🤖 AI Summary
This paper studies the convergence of stochastic gradient optimization under unknown nuisance parameters—such as unobserved confounders—that render the objective nonstationary and violate classical assumptions like Neyman orthogonality. To address this, we propose an approximate orthogonalization mechanism for gradient updates, enabling non-asymptotic convergence guarantees without requiring strict orthogonality. Our theoretical analysis shows that standard stochastic gradient descent achieves an $O(1/sqrt{T})$ convergence rate whenever the influence of nuisance parameters can be effectively suppressed along the gradient direction. The method integrates a double machine learning framework with causal inference applications, demonstrating robustness under realistic conditions—including non-i.i.d. data and model misspecification. Our main contribution is extending the applicability of stochastic optimization to settings with nuisance parameters, providing the first non-asymptotic theoretical foundation with explicit convergence rates for efficient learning in such challenging scenarios.
📝 Abstract
Stochastic gradient optimization is the dominant learning paradigm for a variety of scenarios, from classical supervised learning to modern self-supervised learning. We consider stochastic gradient algorithms for learning problems whose objectives rely on unknown nuisance parameters, and establish non-asymptotic convergence guarantees.

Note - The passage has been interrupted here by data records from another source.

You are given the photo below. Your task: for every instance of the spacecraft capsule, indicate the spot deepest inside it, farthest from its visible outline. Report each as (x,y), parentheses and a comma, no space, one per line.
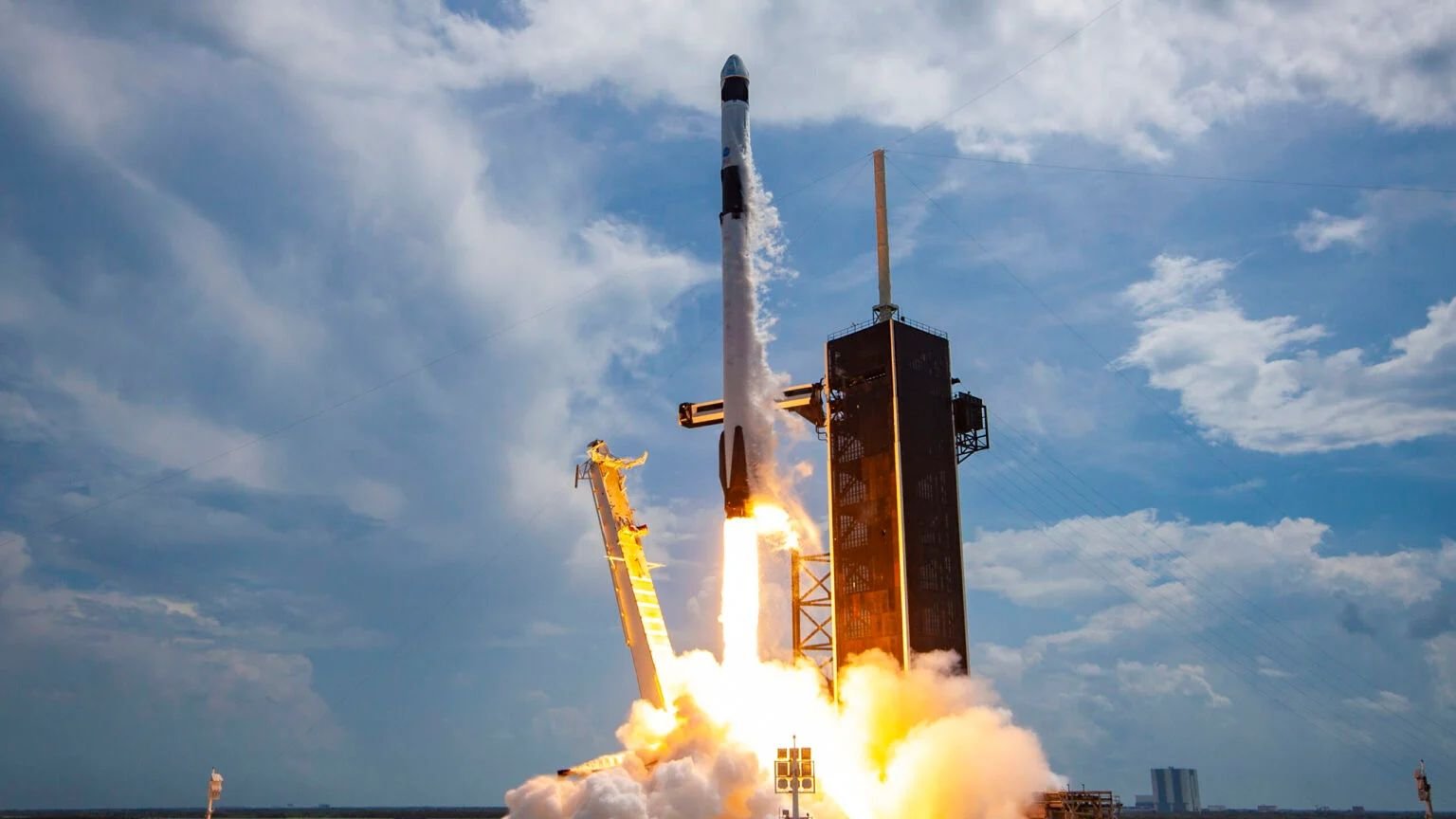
(741,444)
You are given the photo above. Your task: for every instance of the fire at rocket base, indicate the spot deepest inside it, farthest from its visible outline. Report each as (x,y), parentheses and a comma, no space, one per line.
(741,449)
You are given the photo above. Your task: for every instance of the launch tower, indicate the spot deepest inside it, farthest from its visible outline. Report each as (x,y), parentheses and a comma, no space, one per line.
(896,433)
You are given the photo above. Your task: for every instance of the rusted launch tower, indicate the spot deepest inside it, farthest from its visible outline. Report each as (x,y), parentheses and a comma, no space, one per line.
(896,433)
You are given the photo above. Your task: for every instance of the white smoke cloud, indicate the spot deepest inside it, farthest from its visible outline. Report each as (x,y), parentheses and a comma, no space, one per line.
(901,743)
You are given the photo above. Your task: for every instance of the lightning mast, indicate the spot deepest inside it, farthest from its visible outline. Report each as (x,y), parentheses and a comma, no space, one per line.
(1423,789)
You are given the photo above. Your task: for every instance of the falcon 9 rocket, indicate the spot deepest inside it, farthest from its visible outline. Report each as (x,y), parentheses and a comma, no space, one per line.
(743,445)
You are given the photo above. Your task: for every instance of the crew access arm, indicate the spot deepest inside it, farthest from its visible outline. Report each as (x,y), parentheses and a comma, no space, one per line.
(643,623)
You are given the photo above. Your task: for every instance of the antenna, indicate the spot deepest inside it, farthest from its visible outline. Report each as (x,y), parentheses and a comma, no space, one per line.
(885,309)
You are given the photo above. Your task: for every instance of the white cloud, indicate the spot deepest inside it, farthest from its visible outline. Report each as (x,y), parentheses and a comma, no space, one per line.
(1380,216)
(169,646)
(1146,75)
(19,422)
(1383,701)
(1162,564)
(374,499)
(1322,230)
(173,437)
(1159,680)
(1270,669)
(1440,656)
(1258,384)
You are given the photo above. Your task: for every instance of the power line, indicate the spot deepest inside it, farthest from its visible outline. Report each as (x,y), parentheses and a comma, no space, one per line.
(1010,76)
(1057,317)
(355,396)
(1334,683)
(1175,175)
(1076,334)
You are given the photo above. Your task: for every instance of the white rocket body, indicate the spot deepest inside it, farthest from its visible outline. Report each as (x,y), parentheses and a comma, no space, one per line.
(743,446)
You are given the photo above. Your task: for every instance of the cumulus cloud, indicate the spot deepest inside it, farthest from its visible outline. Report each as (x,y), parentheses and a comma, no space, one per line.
(1174,69)
(1383,701)
(1140,554)
(1260,384)
(1379,216)
(1440,658)
(1323,230)
(1159,680)
(166,645)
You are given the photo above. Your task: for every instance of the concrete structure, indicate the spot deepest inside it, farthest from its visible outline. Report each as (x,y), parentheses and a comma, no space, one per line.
(1175,791)
(896,433)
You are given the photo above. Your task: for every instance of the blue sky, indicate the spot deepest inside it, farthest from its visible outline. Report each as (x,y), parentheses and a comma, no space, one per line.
(1214,528)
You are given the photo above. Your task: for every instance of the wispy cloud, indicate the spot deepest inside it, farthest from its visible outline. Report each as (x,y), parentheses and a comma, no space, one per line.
(1258,384)
(1322,230)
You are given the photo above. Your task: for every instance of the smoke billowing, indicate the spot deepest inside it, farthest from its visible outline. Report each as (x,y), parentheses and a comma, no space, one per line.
(923,742)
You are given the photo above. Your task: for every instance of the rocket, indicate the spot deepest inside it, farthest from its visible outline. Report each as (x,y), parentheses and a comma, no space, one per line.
(741,442)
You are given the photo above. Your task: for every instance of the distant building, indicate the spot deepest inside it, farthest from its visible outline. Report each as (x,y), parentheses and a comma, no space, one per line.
(1175,791)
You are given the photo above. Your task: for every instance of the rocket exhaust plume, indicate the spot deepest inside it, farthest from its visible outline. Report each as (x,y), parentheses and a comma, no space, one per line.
(899,742)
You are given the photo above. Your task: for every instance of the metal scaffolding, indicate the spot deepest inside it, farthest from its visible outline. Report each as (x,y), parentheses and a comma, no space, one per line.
(812,612)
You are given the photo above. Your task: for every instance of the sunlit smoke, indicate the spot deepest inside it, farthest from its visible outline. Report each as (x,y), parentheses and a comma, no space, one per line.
(897,743)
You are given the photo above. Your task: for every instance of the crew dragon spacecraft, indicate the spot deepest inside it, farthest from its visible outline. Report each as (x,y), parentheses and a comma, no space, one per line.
(741,447)
(744,449)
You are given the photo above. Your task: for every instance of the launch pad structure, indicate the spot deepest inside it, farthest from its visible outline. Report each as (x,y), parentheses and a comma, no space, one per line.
(896,431)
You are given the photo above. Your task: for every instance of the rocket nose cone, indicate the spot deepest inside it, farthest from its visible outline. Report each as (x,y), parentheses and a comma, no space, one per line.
(734,67)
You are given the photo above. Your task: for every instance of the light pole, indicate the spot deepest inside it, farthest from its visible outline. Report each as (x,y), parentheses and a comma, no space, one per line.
(793,773)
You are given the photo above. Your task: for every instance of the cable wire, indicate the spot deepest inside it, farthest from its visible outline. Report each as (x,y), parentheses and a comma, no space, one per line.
(1175,175)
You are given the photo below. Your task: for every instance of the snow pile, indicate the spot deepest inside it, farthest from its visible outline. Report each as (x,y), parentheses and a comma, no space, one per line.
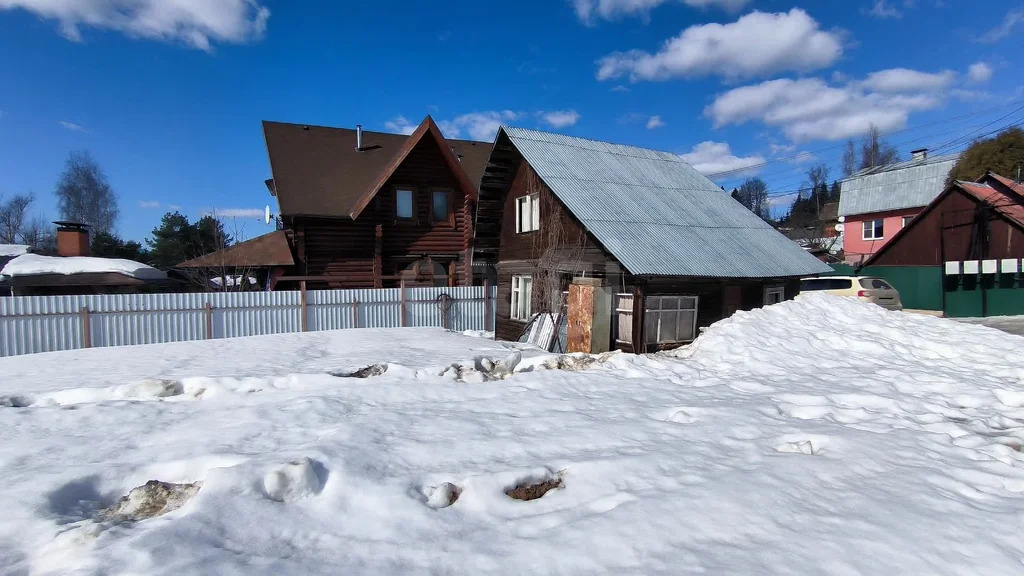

Our results show that, while the presence of a nuisance can alter the optimum and upset the optimization trajectory, the classical stochastic gradient algorithm may still converge under appropriate conditions, such as Neyman orthogonality. Moreover, even when Neyman orthogonality is not satisfied, we show that an algorithm variant with approximately orthogonalized updates (with an approximately orthogonalized gradient oracle) may achieve similar convergence rates. Examples from orthogonal statistical learning/double machine learning and causal inference are discussed.